By Gabriel Lenz (UC Berkeley)
Like many researchers, I worry constantly about whether findings are true or merely the result of a process variously called data mining, fishing, capitalizing on chance, or p-hacking. Since academics face extraordinary incentives to produce novel results, many suspect that “torturing the data until it speaks” is a common practice, a suspicion reinforced by worrisome replication results (1,2).
Data torturing likely slows down the accumulation of knowledge, filling journals with false positives. Pre-analysis plans can help solve this problem. They may also help with another perverse consequence that has received less attention: a preference among many researchers for very simple approaches to analysis.
This preference has developed, I think, as a defense against data mining. For example, one of the many ways researchers can torture their data is with control variables. They can try different sets of control variables, they can recode them in various ways, and they can interact them with each other until the analysis produces the desired result.
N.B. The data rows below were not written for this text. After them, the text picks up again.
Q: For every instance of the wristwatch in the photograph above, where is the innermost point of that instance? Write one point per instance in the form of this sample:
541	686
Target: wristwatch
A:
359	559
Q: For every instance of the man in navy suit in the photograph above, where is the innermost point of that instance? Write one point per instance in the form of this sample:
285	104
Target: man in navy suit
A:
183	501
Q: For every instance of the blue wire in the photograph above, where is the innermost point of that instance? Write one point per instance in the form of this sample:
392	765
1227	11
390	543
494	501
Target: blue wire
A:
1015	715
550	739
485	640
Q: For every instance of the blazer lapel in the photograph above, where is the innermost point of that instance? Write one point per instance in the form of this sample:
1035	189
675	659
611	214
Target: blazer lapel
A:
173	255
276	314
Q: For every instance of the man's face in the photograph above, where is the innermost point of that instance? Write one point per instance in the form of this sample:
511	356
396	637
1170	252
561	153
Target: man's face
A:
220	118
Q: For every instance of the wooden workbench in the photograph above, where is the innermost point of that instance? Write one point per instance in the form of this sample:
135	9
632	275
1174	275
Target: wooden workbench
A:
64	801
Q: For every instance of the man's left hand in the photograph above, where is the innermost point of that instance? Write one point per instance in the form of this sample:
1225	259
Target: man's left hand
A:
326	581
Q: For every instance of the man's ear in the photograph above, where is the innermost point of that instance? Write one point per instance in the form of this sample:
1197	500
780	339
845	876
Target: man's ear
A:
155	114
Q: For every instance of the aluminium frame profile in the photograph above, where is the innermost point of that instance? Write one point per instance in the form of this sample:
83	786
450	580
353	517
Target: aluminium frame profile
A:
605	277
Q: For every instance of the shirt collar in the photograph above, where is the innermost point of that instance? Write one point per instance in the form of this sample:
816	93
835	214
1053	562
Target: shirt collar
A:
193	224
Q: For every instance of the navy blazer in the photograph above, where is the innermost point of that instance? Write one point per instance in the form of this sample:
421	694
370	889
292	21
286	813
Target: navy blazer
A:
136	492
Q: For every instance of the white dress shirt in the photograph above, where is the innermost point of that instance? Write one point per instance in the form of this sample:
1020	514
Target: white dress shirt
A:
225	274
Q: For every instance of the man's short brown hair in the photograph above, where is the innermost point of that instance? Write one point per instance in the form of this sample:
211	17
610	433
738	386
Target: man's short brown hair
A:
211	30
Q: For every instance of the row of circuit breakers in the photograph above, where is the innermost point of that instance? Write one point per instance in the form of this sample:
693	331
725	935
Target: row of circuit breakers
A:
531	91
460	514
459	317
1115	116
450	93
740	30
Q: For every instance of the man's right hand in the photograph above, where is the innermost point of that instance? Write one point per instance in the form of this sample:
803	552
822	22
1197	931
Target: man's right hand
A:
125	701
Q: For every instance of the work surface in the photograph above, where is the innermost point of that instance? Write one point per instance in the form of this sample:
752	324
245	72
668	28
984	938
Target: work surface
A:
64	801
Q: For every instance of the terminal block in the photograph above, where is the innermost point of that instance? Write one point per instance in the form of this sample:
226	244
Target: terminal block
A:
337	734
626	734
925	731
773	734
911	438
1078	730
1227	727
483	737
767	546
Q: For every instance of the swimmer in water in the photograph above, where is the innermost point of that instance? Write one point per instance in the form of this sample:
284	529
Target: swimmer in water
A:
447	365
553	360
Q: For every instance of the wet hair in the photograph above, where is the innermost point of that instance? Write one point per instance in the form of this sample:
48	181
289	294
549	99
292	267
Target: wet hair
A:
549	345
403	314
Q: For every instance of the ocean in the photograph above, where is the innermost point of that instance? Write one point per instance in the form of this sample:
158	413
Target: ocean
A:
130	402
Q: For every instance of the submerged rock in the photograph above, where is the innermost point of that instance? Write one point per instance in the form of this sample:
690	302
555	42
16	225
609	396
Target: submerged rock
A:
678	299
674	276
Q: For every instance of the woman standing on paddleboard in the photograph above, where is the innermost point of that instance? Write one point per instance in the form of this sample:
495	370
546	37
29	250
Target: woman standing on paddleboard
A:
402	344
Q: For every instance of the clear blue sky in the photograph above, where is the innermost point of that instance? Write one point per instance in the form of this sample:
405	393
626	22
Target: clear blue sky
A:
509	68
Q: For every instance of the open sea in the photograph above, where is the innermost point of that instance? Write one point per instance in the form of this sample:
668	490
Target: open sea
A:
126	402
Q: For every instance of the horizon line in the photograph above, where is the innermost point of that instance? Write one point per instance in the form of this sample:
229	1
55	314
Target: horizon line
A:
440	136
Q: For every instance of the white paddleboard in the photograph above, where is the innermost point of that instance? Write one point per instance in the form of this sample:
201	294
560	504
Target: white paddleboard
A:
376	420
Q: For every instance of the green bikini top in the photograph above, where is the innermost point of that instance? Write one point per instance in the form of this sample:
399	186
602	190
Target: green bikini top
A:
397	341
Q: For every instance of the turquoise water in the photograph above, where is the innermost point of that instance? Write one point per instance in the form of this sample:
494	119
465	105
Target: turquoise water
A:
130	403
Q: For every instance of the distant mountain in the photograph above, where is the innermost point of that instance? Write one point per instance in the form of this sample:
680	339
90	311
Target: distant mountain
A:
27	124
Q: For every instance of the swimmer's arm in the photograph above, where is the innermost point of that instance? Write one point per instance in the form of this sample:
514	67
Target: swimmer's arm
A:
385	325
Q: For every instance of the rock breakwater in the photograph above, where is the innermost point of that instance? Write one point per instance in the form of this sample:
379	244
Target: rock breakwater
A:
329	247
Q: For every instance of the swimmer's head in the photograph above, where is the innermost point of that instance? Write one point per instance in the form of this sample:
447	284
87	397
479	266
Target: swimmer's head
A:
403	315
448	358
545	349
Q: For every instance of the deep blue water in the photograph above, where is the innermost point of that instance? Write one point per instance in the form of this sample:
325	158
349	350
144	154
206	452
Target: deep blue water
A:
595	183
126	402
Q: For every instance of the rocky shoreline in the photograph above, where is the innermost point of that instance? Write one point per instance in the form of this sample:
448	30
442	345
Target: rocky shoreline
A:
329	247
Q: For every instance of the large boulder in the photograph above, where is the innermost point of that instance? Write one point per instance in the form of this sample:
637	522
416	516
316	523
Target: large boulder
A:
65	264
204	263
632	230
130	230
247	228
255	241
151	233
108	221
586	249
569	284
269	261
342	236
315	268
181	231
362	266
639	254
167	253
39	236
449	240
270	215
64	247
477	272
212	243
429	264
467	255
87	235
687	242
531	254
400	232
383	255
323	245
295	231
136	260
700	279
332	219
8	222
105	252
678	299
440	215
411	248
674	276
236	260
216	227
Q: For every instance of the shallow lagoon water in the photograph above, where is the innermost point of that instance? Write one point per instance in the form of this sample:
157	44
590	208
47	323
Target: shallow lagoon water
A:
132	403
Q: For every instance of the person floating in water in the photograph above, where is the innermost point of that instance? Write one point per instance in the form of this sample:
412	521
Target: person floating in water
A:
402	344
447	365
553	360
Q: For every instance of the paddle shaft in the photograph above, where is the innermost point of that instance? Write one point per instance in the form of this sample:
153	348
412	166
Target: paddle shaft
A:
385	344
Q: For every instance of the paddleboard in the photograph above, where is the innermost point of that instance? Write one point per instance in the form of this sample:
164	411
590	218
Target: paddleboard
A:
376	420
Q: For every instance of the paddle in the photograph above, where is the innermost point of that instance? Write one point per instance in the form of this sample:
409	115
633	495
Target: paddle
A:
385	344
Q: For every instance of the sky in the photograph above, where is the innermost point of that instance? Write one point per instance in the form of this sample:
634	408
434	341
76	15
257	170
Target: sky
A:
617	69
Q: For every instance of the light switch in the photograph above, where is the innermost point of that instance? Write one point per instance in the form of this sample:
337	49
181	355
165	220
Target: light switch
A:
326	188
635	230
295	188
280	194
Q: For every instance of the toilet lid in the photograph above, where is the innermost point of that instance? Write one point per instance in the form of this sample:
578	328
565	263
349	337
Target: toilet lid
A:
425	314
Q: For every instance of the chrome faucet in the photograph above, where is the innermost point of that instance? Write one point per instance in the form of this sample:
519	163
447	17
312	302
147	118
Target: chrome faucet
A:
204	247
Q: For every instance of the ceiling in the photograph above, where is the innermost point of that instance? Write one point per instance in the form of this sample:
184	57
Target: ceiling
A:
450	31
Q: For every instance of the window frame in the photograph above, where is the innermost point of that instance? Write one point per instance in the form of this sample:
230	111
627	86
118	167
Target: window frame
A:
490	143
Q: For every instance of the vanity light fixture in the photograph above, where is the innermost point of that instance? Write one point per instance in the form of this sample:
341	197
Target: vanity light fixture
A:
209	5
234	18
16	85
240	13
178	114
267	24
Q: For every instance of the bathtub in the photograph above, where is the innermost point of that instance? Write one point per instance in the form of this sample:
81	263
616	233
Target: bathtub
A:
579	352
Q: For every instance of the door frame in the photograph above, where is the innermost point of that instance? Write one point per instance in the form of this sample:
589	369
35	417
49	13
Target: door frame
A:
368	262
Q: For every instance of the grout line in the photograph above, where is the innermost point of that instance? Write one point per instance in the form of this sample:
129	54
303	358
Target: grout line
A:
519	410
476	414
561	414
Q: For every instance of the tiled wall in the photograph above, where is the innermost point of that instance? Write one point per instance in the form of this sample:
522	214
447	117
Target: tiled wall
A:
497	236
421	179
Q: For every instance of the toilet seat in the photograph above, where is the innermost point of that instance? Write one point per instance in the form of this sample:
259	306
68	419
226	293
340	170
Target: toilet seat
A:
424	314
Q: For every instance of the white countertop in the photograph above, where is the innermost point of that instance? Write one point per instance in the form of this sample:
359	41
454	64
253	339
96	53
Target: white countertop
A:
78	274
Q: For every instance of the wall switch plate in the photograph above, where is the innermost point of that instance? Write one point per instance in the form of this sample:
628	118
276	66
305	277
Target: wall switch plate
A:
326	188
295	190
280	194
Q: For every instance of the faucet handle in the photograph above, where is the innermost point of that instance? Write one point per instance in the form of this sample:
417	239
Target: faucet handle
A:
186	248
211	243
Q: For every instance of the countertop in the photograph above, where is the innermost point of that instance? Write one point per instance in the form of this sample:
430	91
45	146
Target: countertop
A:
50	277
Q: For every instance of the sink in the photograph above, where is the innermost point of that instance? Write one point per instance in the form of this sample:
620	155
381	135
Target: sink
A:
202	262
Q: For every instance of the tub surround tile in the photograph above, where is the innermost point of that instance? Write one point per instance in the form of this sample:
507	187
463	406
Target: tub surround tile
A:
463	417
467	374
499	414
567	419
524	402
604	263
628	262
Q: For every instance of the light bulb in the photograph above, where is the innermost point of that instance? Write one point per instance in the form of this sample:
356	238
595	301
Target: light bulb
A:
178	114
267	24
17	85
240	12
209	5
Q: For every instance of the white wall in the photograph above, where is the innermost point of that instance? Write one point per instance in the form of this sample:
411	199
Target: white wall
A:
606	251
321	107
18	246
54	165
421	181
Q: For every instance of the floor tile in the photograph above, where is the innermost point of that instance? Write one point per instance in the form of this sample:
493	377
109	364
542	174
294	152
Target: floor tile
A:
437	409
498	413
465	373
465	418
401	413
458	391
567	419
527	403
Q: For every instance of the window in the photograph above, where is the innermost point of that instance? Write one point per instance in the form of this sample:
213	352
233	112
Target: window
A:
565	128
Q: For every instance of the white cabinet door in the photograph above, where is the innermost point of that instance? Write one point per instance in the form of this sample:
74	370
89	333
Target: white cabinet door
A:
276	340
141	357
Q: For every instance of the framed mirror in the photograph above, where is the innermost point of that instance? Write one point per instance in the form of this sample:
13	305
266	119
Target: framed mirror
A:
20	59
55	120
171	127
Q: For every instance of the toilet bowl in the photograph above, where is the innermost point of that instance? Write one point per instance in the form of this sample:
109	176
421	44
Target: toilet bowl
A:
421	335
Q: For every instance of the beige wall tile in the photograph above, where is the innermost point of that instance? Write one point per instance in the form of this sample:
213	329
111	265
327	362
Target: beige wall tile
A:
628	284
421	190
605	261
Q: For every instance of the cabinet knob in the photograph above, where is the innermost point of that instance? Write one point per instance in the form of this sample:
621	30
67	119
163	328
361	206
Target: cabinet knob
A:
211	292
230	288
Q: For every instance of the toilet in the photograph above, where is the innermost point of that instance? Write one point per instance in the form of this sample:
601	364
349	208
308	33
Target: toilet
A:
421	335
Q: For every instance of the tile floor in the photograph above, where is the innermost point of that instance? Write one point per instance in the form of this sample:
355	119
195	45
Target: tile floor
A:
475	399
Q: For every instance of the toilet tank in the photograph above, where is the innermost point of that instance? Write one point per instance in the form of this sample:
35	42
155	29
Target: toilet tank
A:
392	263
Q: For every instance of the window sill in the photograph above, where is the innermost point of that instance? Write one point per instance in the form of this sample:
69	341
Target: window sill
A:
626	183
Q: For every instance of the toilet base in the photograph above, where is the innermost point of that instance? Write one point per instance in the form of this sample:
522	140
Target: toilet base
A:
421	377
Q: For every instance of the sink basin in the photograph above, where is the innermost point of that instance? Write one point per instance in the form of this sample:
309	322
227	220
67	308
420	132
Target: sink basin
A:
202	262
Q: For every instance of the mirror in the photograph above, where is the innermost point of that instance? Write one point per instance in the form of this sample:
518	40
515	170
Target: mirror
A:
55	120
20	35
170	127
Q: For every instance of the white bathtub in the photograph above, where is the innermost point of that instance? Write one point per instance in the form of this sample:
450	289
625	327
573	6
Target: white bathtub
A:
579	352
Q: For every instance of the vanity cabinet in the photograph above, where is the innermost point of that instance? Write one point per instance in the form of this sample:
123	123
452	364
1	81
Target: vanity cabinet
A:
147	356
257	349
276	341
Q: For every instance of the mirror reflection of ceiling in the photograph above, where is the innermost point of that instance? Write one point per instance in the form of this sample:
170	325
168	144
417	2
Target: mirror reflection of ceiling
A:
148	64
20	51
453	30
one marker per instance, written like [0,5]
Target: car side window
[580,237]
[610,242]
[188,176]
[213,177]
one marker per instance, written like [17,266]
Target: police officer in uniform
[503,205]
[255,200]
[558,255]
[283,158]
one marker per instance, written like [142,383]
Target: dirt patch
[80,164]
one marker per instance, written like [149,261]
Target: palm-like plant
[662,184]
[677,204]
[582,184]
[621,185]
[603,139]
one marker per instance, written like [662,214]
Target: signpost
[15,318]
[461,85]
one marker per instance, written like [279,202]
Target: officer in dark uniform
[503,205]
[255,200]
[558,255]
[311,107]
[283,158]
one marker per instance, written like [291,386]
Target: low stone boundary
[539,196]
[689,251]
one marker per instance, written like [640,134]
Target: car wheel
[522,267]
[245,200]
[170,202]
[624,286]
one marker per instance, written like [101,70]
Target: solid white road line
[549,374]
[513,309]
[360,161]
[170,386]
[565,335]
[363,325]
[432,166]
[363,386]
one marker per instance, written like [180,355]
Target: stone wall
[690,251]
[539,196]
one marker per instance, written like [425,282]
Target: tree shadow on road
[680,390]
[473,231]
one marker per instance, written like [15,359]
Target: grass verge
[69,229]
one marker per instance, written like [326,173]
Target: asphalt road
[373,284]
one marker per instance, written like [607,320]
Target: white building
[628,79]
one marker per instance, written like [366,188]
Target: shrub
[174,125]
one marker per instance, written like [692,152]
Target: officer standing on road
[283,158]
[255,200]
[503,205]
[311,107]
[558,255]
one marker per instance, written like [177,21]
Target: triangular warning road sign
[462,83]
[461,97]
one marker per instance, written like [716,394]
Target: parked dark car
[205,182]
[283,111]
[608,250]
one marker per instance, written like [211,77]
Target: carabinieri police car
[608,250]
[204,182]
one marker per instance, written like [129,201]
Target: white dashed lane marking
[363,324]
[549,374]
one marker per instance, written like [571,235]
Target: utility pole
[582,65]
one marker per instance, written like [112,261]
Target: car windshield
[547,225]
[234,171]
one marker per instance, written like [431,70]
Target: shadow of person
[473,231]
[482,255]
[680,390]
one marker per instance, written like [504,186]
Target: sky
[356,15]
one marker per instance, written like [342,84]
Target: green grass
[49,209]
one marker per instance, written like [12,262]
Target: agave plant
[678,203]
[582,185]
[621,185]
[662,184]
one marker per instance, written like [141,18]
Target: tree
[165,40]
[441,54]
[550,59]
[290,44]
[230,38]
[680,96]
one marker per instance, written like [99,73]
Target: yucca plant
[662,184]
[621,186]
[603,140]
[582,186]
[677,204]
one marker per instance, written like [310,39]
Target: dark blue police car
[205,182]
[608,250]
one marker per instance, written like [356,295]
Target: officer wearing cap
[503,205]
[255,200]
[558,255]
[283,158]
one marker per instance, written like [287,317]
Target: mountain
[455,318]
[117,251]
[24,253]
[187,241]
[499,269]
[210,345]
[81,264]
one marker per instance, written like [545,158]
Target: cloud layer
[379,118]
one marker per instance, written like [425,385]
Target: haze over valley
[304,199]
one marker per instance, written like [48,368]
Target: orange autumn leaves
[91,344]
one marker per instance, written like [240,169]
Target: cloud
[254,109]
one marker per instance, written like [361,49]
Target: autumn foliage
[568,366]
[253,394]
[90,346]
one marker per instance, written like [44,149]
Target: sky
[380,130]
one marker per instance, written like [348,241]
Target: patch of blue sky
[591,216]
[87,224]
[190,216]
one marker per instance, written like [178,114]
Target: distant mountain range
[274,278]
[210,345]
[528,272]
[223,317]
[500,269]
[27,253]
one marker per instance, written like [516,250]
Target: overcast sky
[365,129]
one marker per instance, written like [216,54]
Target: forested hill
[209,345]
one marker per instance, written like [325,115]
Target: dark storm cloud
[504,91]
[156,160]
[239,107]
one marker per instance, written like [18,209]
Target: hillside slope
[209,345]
Since we almost never know exactly which control variables really do influence the outcome, researchers can usually tell themselves a story about why they chose the set or sets they publish. Since control variables could be “instruments of torture,” I’ve learned to secure my wallet whenever I see results presented with controls. Even though the goal of control variables is to rule out alternative explanations, I often find bivariate results more convincing. My sense is that many of my colleagues share these views, preferring approaches that avoid control variables, such as difference-in-differences estimators. In a sense, avoiding controls partially disarms the torturer.